Dear o dear. I should have known this would turn into a Civil War debate. Oh well. The fact of the matter is, I love this film. I am not racist, nor have I ever been. I simply like this for the piece of art that it is.

There were alot of people back then who felt slavery was a horrible thing. I imagine if I lived back then, I would feel strongly on this notion. But of course, I can't know for sure. Despite what some might say, things were much too different for us to even begin to understand what people thought back then. Situations were too different.

There were many people who saw slavery for what it really was. Most of them joined the union. It was the right thing to do. However, what people must understand is that it was only one of the issues. Northerners were invading the south. Now perhaps nowadays, people's homes aren't as important to them as they were back then. During the Civil War, people's homes were part of who they were. They chose to defend those homes. Just because I understand their cause, does not mean I condone it.

I find this film interesting because it shows the war from a different point of view than we're used to. It's not an evil film.
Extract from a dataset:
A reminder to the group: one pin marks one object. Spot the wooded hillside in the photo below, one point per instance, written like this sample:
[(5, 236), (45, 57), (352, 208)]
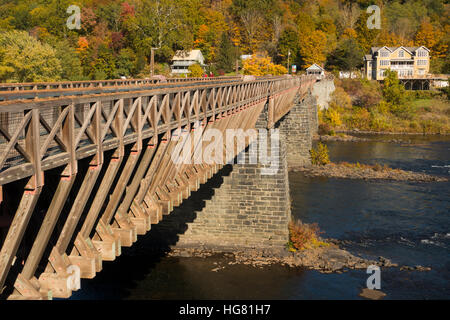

An "evil" film all about the South would not have the conversation that takes place between Lawrence and Tom Chamberlain about the wrongness of slavery.

Though I might be criticized for comparing history to fiction, I'll do it anyway. I find movies about the South during the Civil War interesting, just for the same reason I like Magneto in X-Men. He's wrong. I know he's wrong. I know he's not doing the right thing. But he doesn't. He believes he's right. I can't help but watch in awe.

That's it. I've spoken my opinion on the subject. Now the movie:

EXCELLENT!!!! Better than in the theater; the 5.1 digital sound mix was amazing. I can't wait for the eventual director's cut.